Sunshine “Sunny” Nahm, 1872-1937

Across the broad continent of a woman’s life falls the shadow of a sword. On one side all is correct, definite, orderly; the paths are straight, the trees regular, the sun shaded; . . . she has only to walk demurely from cradle to grave and no one will touch a hair of her head.  But on the other side all is confusion.  Nothing follows a regular course.  – Virginia Woolf

How can one not wonder about the history of a woman named Sunshine?  And yet the conventions of 19th-century femininity made it hard to know women, even one with a name like that.

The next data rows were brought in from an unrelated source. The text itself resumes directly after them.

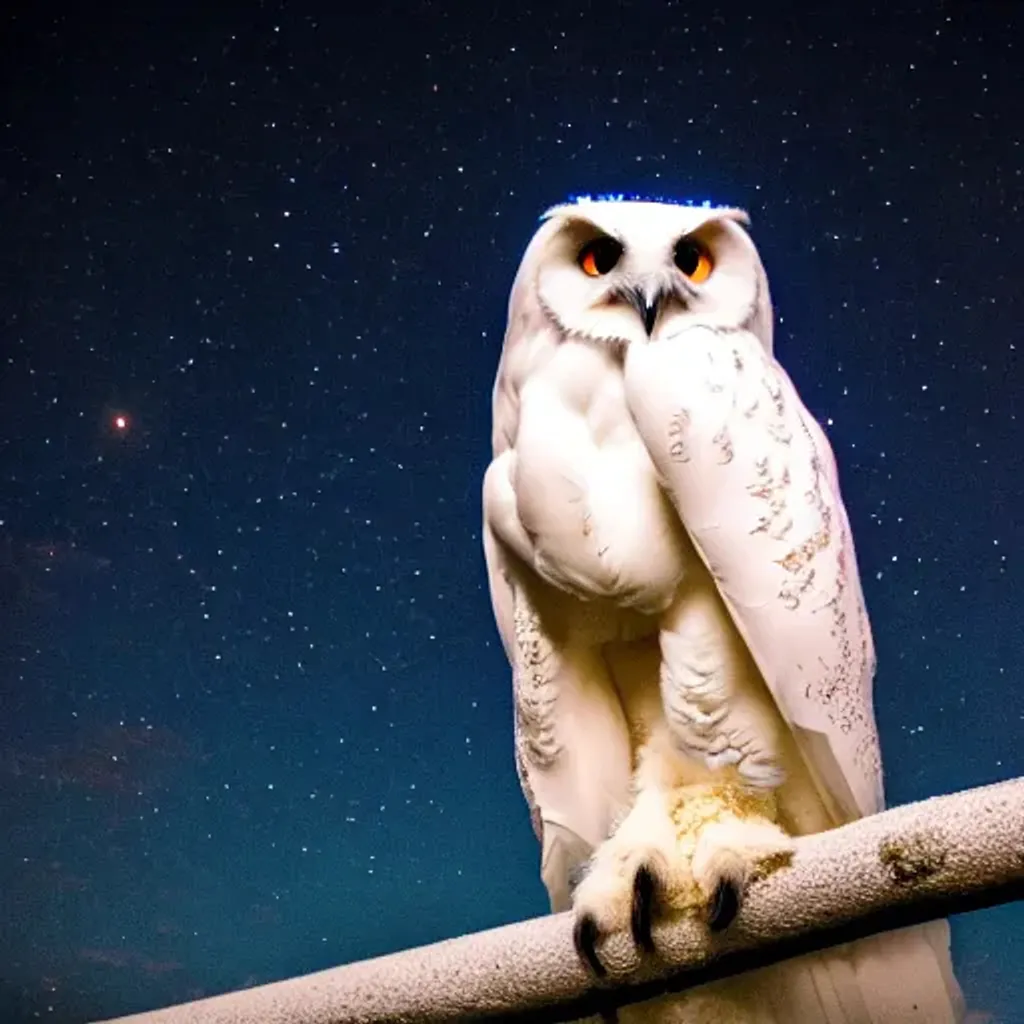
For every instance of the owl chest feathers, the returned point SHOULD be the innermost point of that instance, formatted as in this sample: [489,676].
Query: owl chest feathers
[583,488]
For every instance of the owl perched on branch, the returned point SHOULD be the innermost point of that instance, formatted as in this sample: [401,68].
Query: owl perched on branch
[674,580]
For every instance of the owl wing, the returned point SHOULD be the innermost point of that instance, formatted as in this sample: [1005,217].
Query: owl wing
[754,480]
[571,739]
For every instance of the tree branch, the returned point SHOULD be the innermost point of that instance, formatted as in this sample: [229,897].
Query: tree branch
[906,865]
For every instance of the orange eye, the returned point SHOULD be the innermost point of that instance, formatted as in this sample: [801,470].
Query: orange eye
[598,257]
[693,260]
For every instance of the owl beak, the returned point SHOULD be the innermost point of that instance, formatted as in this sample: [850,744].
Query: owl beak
[647,304]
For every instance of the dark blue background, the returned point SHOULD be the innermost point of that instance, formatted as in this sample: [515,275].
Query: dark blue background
[255,717]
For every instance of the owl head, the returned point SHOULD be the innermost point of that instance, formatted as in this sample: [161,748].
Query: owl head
[624,272]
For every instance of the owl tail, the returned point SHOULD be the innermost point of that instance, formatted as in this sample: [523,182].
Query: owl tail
[902,977]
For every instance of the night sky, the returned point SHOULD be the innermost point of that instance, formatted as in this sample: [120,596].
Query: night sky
[256,719]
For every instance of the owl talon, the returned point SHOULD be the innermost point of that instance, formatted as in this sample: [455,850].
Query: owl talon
[585,936]
[645,891]
[724,906]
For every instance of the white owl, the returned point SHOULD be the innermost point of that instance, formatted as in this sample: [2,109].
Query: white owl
[675,584]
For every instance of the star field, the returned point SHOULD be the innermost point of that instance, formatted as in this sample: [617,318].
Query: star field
[255,719]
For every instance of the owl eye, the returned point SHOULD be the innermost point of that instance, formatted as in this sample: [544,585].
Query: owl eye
[693,260]
[598,257]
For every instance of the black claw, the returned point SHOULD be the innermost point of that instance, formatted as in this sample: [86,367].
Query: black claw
[724,906]
[644,898]
[585,936]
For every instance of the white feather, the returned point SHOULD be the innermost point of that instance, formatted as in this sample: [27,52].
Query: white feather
[674,579]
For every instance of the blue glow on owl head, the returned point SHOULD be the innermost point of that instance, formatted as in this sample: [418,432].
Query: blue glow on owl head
[706,204]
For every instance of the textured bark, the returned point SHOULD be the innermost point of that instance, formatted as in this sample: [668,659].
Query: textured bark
[908,864]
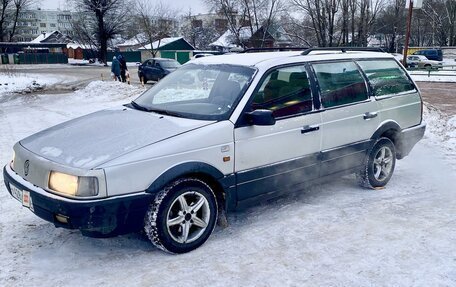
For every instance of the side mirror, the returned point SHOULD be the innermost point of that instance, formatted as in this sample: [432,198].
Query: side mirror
[261,118]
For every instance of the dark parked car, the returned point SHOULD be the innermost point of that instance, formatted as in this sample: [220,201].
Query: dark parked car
[431,54]
[156,68]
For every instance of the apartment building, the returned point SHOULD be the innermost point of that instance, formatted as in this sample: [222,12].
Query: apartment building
[32,23]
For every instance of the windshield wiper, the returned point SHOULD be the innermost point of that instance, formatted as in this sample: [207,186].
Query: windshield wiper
[157,111]
[139,107]
[165,112]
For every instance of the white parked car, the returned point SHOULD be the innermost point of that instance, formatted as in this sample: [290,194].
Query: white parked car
[219,134]
[420,61]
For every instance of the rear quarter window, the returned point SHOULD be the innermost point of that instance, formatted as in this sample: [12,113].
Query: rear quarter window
[386,77]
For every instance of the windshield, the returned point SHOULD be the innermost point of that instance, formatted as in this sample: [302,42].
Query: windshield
[207,92]
[170,64]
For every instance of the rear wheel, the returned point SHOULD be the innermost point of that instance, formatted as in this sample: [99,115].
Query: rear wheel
[182,216]
[380,163]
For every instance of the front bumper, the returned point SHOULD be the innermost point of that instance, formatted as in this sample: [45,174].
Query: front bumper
[408,138]
[108,216]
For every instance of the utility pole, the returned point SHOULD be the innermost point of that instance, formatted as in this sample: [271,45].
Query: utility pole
[407,34]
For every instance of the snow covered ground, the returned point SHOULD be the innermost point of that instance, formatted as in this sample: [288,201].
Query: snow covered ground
[336,234]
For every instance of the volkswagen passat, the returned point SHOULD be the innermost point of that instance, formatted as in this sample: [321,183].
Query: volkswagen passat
[219,134]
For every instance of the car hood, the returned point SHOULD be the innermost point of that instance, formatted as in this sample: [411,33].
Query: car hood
[97,138]
[170,69]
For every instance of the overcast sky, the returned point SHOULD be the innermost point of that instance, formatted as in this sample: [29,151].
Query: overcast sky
[196,6]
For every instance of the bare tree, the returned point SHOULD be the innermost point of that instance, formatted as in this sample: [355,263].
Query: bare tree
[3,16]
[99,21]
[391,23]
[154,21]
[199,36]
[322,14]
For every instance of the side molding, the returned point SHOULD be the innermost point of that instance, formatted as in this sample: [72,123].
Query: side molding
[385,127]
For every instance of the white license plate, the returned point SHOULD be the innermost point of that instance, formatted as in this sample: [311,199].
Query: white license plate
[23,196]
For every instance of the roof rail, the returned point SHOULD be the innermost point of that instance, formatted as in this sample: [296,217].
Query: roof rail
[274,49]
[344,49]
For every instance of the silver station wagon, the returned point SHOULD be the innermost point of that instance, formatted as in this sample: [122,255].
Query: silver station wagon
[219,134]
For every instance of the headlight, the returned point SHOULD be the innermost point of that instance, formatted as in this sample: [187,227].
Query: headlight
[73,185]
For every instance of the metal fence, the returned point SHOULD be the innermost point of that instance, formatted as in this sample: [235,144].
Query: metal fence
[43,58]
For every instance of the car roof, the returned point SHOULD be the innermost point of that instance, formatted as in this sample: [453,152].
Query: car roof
[161,59]
[277,58]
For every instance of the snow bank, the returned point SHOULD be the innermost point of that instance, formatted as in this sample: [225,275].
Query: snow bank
[15,82]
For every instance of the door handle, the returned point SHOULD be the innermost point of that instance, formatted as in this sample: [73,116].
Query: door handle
[370,115]
[308,129]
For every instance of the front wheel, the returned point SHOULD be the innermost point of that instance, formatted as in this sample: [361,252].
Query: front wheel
[380,163]
[182,216]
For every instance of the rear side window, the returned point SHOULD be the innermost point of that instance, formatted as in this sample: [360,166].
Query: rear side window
[386,77]
[285,92]
[340,83]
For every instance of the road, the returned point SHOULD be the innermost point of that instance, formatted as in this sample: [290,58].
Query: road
[334,234]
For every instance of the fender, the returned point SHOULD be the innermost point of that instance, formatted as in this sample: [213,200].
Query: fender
[390,125]
[181,170]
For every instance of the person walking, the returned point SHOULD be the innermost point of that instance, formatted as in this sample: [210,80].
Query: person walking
[115,68]
[123,67]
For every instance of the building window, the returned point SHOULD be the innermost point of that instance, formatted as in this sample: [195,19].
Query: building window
[221,24]
[197,23]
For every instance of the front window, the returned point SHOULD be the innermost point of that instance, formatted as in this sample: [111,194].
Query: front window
[285,91]
[169,64]
[206,92]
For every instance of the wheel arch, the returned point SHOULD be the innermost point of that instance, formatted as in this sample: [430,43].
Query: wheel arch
[393,131]
[222,185]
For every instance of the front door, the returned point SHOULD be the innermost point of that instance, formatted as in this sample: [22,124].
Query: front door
[273,159]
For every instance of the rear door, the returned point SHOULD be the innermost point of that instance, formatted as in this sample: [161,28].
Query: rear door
[273,159]
[349,116]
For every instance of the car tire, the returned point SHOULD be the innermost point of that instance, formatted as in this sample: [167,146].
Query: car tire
[379,164]
[182,216]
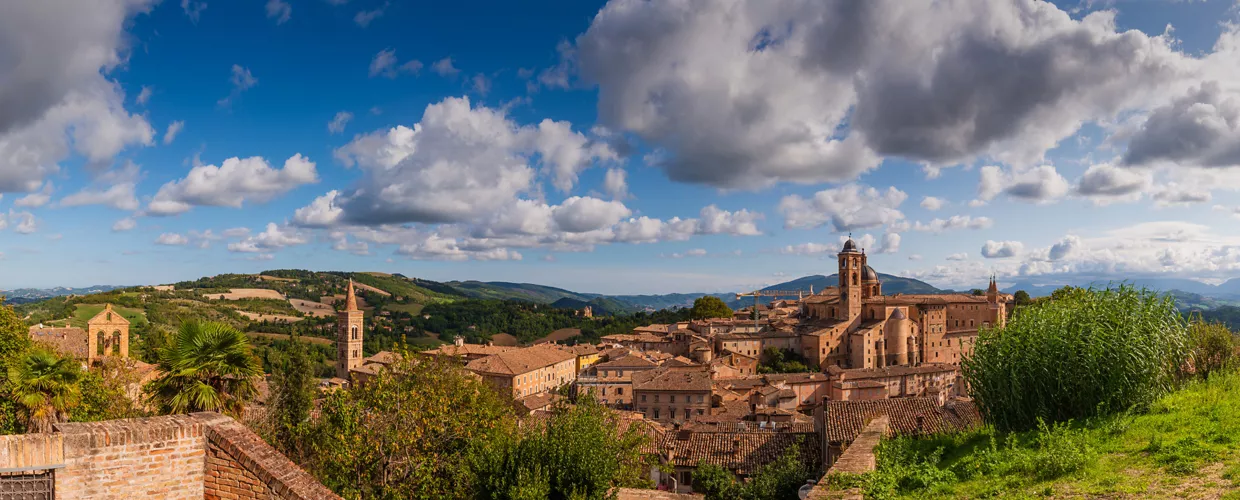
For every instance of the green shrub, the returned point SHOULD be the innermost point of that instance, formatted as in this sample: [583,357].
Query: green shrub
[1086,352]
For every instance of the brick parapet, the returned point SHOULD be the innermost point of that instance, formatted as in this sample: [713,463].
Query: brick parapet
[241,465]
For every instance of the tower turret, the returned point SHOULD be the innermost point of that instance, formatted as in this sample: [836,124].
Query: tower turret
[350,324]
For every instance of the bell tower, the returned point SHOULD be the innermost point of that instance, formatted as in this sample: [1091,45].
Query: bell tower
[852,261]
[349,335]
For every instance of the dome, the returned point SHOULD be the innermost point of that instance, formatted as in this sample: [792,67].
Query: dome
[868,276]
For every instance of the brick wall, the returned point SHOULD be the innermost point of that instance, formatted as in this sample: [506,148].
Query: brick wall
[159,457]
[201,455]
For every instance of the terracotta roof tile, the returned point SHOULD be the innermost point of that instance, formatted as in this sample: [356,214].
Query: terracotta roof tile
[520,360]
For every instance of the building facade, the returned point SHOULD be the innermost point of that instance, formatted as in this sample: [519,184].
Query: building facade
[350,331]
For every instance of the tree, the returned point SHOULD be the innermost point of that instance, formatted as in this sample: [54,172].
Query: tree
[1212,346]
[578,453]
[46,387]
[709,307]
[208,367]
[407,432]
[293,390]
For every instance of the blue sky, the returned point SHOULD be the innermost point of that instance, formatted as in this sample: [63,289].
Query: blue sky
[618,147]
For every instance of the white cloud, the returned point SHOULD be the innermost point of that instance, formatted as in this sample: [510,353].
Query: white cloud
[242,80]
[337,123]
[124,225]
[933,204]
[444,67]
[615,184]
[36,199]
[1002,248]
[232,184]
[459,164]
[279,10]
[846,207]
[172,129]
[365,17]
[817,91]
[954,222]
[172,240]
[144,96]
[272,238]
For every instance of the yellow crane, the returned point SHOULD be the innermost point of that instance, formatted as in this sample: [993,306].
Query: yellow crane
[755,294]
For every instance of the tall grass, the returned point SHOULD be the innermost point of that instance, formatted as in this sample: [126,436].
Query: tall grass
[1084,354]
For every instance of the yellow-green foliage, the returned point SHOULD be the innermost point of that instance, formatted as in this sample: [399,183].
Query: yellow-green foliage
[1187,444]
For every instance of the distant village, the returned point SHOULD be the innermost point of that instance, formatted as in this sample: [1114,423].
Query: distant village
[699,386]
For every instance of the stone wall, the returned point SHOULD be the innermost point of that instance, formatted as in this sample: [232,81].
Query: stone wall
[201,455]
[159,457]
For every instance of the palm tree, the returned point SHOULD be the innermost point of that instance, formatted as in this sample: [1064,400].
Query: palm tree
[46,386]
[208,367]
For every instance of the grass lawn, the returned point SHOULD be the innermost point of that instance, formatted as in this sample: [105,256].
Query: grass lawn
[84,312]
[1186,446]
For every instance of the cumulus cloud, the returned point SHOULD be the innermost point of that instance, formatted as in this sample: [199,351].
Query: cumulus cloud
[36,199]
[386,65]
[242,80]
[279,10]
[365,17]
[819,91]
[444,67]
[272,238]
[124,225]
[615,184]
[339,122]
[954,222]
[458,164]
[172,129]
[172,240]
[65,103]
[231,184]
[847,207]
[1001,248]
[933,204]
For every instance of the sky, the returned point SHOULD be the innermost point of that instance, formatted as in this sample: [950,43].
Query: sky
[623,147]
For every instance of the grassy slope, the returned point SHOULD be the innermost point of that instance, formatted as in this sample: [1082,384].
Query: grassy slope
[84,312]
[1188,444]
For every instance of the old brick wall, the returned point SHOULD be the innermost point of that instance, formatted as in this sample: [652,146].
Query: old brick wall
[159,457]
[241,465]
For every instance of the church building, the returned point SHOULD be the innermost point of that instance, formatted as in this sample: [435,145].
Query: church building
[854,325]
[349,335]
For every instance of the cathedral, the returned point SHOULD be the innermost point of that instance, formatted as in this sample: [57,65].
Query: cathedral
[853,325]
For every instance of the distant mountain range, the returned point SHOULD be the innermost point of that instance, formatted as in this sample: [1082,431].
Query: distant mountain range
[22,295]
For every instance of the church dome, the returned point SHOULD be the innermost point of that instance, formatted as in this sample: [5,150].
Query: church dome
[868,276]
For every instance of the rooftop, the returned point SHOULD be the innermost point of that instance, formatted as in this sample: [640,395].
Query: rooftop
[520,360]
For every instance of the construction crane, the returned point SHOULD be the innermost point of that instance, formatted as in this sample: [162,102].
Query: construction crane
[755,294]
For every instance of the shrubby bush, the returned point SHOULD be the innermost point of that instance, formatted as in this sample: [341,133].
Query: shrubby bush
[1083,354]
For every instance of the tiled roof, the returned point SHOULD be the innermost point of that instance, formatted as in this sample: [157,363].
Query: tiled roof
[520,360]
[469,350]
[629,361]
[665,379]
[846,418]
[742,452]
[71,341]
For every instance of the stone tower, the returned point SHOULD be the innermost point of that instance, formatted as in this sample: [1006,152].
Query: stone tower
[852,262]
[349,335]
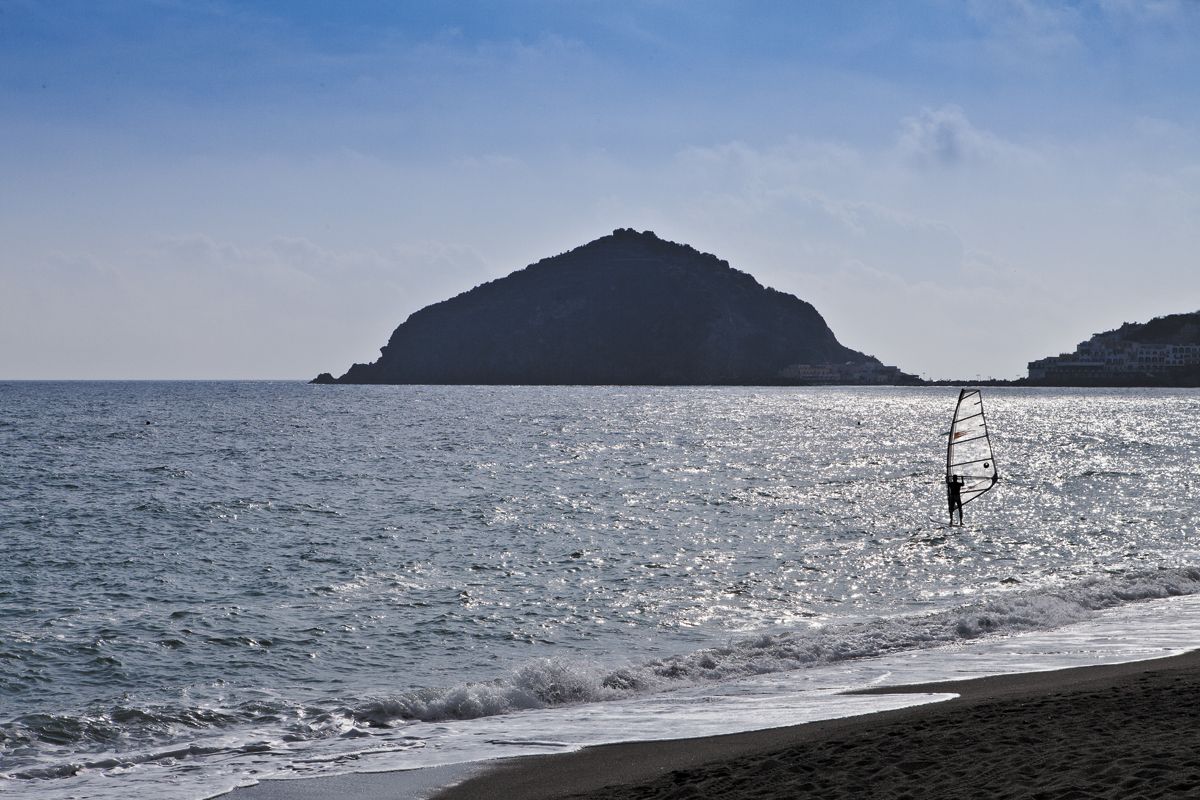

Born in Louisville, Kentucky to Bavarian immigrants, Sunshine Friedman was the baby of her family.  In 1878, when Sunshine was six, the Friedmans moved to Paducah, where her older brother Joseph had convinced his father to join him in his vinegar manufacturing business. 

As she grew up, Sunshine filled her high school autograph book with the scribbles of affectionate friends and relatives, including this one:

Sunshine Friedman is your name
Single is your station
Happy will be the man who
makes the alteration.

And by any standard, “Sunny” made a good marriage.  In 1892, she wed Max B. Nahm of Bowling Green, a Princeton law graduate and clothier who would become a wealthy bank executive and a leader in the movement to establish Mammoth Cave as a national park. 

From the commodious Nahm home on College Street, Sunshine reigned.  By one account, she was “an active volunteer in numerous community organizations, a whiz of a bridge player, and the epitome of a dignified, Victorian lady.”  But those Victorian values were painfully tested by Sunshine’s only child, Emanie, born in 1893. 

For better or worse, it was Emanie (far more open about her personal history than her mother’s generation) who tells us most of what we know about Sunshine.  Clever, tomboyish in her youth, unconventional, and given to creative pursuits like writing and art, Emanie complained that her mother tried to suffocate her aspirations, warning her that men don’t like that sort of thing.  Her parents took her to the New York theater every year, she remembered, but no other visual arts were on the agenda.  The Nahm house was filled with books, but again, no pictures of any consequence.  Her mother “wanted to tell me what to do,” Emanie groused, in stream-of-consciousness notes left in her papers.  Though intimidated by this maternal presence, Emanie apparently reproduced it in her relationship with her own daughter. 

And yet the women seem to have remained on good terms.  Emanie left for New York, married, divorced, and enjoyed success as a writer and artist.  Sunny traveled and took cruises with Emanie and her granddaughter, but by the 1930s heart disease was threatening to cut her life short.  When Sunny died at 63, her friend Martha Potter watched rather uncomfortably as Emanie distributed her mother’s possessions.  Martha received “her purple, velvet-jacket evening gown and a black coat suit with fox fur shoulders.”  Seven months later, after lunching with Max (who outlived Sunshine by 20 years), Martha could only say, “We do miss Sunny very much.”